Figure 5 shows an example of the surface EMG and load-cell data collected during the study. The panels of Fig. 5 show the EMG recordings from the left paraspinal muscle at L2 and the load-cell data collected during the performance of the FCE lifting with flexed knees test prior to (panels a and c) and after (panel b and d) the hardware removal surgery. The activity level and the amplitude modulation scores prior to the hardware removal surgery were 2 and 0, respectively. The corresponding clinical scores after the hardware removal surgery were 4 and 3, respectively. These clinical scores captured an increase in the EMG level of activity and its amplitude modulation. In fact, the RMS value of the bursts of EMG activity after the hardware removal surgery was approximately 40% larger than those detected before the surgery. The load-cell data also showed a marked increase in force output following the lumbar hardware removal surgery. In fact, the load-cell output barely reached 100 lbs before the surgery whereas it approached 150 lbs after the surgery. It is worth noticing that the improvements in the patterns of muscle activity shown in Fig. 5 were observed at the level of the lumbar fusion.

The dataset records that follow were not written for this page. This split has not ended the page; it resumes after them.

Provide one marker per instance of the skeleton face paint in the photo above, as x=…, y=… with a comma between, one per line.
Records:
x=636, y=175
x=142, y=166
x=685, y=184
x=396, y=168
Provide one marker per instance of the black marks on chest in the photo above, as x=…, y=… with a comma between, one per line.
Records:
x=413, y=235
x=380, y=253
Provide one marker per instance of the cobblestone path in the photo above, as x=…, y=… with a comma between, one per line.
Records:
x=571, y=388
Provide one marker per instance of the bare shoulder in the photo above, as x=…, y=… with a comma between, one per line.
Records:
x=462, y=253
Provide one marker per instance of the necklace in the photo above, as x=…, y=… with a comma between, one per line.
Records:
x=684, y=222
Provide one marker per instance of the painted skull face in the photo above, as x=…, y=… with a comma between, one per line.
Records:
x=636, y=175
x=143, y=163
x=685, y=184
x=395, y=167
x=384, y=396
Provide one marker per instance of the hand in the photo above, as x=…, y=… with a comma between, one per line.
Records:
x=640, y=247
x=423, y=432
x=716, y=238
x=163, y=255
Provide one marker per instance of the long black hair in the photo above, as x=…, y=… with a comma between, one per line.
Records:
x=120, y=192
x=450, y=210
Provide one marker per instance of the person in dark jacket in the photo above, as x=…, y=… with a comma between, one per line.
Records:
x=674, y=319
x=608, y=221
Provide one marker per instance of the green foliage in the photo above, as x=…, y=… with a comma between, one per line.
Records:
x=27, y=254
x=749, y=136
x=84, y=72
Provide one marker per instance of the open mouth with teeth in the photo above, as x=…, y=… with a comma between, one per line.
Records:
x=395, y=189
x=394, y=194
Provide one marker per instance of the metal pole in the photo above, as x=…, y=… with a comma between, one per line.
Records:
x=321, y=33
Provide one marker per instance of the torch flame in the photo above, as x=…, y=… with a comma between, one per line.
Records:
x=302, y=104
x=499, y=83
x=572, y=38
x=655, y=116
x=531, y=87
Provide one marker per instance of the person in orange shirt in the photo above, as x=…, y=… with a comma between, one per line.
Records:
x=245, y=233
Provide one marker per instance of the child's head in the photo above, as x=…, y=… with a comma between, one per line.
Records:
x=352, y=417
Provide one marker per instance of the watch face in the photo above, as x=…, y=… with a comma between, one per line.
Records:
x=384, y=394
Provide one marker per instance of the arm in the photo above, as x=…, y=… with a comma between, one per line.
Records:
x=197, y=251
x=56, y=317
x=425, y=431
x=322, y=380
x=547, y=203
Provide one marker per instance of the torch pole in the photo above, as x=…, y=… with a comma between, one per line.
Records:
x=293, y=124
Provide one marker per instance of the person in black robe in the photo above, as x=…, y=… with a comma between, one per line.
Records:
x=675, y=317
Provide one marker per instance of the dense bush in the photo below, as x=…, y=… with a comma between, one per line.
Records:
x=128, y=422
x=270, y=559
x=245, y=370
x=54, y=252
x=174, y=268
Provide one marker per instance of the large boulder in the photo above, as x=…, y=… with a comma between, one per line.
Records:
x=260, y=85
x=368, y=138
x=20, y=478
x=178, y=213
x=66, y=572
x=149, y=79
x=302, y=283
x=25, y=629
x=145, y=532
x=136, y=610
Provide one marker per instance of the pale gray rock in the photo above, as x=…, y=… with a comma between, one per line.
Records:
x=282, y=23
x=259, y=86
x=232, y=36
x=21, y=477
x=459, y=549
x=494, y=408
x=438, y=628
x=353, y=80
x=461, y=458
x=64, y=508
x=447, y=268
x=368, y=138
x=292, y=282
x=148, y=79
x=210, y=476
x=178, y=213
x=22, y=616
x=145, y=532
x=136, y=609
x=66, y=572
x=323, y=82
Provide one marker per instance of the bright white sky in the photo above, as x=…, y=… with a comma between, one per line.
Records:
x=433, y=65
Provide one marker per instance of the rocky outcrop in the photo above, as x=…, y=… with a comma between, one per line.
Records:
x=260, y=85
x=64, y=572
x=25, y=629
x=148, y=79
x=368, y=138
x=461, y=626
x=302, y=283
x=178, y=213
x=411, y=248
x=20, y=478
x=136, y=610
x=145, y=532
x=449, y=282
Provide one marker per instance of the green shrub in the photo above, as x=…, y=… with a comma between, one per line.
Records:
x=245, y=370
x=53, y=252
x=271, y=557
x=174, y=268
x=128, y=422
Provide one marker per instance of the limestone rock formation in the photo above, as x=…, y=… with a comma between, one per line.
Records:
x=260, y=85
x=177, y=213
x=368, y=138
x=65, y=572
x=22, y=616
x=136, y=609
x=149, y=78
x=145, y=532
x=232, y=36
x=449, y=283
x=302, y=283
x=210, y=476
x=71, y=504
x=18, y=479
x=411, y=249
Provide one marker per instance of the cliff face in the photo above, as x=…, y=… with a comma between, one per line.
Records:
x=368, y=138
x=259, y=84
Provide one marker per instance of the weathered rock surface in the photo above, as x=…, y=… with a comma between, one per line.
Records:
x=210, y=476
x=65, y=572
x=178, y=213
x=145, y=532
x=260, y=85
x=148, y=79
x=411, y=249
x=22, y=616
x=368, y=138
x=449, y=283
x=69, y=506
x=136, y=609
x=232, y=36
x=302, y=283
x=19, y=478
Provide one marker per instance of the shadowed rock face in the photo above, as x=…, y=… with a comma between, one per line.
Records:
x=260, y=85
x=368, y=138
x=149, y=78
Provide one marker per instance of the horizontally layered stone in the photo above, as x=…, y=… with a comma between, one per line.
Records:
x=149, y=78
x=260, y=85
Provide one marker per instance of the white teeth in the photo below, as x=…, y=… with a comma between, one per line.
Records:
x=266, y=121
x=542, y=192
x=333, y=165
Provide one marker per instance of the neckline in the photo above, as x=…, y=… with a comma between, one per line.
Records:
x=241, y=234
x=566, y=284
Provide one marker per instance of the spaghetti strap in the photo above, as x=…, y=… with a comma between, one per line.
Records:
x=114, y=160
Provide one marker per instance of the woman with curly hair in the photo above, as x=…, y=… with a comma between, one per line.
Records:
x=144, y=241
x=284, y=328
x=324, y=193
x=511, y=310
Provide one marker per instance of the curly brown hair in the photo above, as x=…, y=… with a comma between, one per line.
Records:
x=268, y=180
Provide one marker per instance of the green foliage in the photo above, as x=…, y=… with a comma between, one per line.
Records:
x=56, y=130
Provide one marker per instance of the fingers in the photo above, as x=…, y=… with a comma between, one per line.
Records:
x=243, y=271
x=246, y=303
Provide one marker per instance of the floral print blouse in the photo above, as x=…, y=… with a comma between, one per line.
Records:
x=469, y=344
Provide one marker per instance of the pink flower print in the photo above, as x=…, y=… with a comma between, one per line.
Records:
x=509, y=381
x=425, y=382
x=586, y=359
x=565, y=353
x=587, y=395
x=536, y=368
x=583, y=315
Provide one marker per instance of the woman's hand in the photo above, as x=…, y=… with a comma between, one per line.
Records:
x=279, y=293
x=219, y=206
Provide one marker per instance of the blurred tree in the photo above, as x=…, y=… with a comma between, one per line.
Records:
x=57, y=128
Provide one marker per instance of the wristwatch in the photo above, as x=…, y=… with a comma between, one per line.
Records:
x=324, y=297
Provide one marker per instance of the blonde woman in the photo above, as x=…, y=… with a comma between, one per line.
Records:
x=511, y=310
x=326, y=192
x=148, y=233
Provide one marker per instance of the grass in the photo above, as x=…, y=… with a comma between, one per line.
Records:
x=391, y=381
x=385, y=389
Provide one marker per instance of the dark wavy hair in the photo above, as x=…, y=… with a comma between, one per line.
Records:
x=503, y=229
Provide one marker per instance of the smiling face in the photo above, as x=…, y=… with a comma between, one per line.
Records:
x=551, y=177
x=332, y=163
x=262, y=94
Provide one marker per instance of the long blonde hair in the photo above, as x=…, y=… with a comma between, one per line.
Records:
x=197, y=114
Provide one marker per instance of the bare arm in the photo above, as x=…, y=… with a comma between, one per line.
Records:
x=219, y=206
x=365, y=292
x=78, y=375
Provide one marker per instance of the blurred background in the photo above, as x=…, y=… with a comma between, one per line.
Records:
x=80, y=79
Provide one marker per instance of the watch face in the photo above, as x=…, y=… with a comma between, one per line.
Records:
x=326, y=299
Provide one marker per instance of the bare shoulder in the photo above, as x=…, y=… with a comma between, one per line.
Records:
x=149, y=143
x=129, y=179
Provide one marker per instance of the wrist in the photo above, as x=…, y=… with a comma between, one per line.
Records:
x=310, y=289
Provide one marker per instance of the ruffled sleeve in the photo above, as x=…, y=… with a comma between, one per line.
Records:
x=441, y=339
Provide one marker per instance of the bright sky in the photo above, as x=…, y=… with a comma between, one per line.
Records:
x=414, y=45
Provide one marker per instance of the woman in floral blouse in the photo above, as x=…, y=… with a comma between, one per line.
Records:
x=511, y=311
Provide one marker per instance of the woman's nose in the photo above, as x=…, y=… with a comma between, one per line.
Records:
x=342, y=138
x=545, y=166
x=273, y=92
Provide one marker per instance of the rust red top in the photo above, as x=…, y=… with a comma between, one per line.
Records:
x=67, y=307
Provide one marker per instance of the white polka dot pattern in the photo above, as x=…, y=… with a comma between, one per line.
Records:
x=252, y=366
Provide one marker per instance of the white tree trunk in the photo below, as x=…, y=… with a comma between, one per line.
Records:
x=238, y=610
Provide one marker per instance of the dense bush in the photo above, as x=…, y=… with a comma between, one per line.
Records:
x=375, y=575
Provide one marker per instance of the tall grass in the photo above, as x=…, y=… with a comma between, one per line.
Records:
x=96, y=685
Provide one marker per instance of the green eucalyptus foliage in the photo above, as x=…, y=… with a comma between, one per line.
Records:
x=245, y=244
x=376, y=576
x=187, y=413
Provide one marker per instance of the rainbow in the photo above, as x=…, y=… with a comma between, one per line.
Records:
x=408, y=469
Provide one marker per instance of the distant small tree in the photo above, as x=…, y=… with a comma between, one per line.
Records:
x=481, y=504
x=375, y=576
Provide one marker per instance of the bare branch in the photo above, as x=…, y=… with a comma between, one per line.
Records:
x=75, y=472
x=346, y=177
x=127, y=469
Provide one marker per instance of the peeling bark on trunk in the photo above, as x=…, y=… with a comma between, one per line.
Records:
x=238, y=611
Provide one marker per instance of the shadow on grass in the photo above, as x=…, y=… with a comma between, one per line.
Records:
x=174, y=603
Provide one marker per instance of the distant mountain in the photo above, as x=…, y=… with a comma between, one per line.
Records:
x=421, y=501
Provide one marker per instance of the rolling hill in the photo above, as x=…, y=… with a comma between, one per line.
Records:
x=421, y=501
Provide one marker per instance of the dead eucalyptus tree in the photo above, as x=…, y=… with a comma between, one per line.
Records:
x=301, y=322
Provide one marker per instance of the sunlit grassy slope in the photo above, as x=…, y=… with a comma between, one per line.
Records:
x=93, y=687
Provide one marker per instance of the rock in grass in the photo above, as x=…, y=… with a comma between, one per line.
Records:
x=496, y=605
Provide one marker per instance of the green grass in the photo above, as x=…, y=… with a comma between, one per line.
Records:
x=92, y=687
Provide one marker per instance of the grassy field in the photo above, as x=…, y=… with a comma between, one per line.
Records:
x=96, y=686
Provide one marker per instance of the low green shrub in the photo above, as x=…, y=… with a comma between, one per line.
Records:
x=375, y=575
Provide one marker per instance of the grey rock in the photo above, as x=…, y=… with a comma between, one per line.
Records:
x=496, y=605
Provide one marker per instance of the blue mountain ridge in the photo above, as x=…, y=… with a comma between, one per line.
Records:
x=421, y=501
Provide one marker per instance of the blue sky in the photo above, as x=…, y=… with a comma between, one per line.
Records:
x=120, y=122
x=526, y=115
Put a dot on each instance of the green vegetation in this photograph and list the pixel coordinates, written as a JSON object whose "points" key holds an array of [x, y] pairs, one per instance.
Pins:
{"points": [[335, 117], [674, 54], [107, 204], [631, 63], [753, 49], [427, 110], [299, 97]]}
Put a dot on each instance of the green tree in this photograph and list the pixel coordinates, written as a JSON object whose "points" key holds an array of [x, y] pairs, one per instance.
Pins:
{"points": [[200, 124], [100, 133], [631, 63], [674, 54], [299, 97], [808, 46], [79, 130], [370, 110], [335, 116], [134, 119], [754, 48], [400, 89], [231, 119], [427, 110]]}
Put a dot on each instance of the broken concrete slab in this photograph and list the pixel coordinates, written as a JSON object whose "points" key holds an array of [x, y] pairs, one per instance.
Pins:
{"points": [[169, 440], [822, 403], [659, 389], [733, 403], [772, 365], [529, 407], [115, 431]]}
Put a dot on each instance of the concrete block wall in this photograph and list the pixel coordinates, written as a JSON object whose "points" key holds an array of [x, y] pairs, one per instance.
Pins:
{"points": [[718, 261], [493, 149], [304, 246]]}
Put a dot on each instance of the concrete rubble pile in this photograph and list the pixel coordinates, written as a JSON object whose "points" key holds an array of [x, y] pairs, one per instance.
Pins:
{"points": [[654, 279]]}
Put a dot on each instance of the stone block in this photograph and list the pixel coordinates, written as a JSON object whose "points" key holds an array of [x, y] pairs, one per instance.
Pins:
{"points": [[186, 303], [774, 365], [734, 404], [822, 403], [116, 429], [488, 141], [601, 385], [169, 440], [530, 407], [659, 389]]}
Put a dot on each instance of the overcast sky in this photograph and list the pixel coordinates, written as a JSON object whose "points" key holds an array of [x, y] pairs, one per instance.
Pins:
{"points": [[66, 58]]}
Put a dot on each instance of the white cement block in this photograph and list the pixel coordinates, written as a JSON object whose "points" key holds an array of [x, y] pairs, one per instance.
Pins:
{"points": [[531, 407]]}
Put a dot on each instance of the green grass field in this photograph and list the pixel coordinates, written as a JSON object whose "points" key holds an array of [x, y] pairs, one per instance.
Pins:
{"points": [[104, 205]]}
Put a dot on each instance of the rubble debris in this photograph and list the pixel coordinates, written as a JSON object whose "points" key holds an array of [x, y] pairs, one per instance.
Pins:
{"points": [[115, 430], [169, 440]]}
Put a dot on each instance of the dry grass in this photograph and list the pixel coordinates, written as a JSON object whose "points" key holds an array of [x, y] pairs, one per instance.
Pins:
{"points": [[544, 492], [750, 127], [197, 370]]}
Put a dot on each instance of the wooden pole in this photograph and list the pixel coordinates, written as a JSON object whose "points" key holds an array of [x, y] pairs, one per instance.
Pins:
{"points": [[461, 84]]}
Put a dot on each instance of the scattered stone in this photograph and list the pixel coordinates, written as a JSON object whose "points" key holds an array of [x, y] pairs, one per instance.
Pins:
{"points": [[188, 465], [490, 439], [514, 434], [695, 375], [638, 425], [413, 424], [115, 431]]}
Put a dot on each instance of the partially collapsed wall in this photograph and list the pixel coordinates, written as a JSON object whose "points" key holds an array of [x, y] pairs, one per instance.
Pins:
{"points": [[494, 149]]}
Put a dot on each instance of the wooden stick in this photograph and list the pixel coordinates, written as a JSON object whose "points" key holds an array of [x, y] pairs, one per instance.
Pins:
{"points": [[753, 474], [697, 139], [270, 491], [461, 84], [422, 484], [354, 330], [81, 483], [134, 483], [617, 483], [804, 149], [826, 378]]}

Additional observations of interest were gathered during the other tests performed as part of the EFA-based protocol that was used to clinically assess the subject. During the rest standing test at the beginning of the battery of tests, the analysis of the data identified a large level of activity in the right biceps femoris that decreased after the lumbar hardware removal surgery. Spasms were observed in the recordings from the left biceps femoris before surgery that were not present after surgery and compensatory activity in the left rectus femoris that was not present after surgery. The analysis of the surface EMG data collected during the trunk flexion/extension movement tests showed an improvement in the amplitude modulation of the data collected from the paraspinal muscles at L2 and at L5, and the gluteus maximus. The data collected during the trunk lateral movement tests showed improvements in the patterns of activity of the right and left latissimus dorsi muscles, the paraspinal muscles at L2 and at L5, and the biceps femoris. The data collected during the walking and kneeling tests showed bilateral improvements post-surgery in the patterns of activity of the paraspinal muscles at L2 and at L5. Improvements post-surgery were also observed bilaterally in the activity of the paraspinal muscles at L2 and at L5 during the rest standing tests that followed the walking and kneeling tests and in the activity of the biceps femoris and rectus femoris during the rest standing tests that followed the FCE lifting with flexed knees tests. No differences were observed during the rest sitting tests at the end of the battery of tests.

These observations are clinically relevant. The results of the above-summarized analyses indicate that the subject displayed patterns of muscle activity post-surgery that were closer than the ones observed before surgery to the physiological patterns of activity. These EMG-based observations were associated with improvements in range of motion, force output and in the general status of the individual (e.g. self-report of pain severity). Most importantly, close inspection of the hardware during the surgery showed that one of the screws had migrated in the spinal canal and was likely causing the symptoms reported by the subject. These results should be looked upon as a preliminary example of potential application of the procedures developed in the study. The validity of the proposed approach will have to be confirmed in future clinical studies. Nonetheless, the results herein reported suggest that our approach could be utilized in clinical assessments where other techniques have failed to capture the impact of soft tissue damage causing back pain.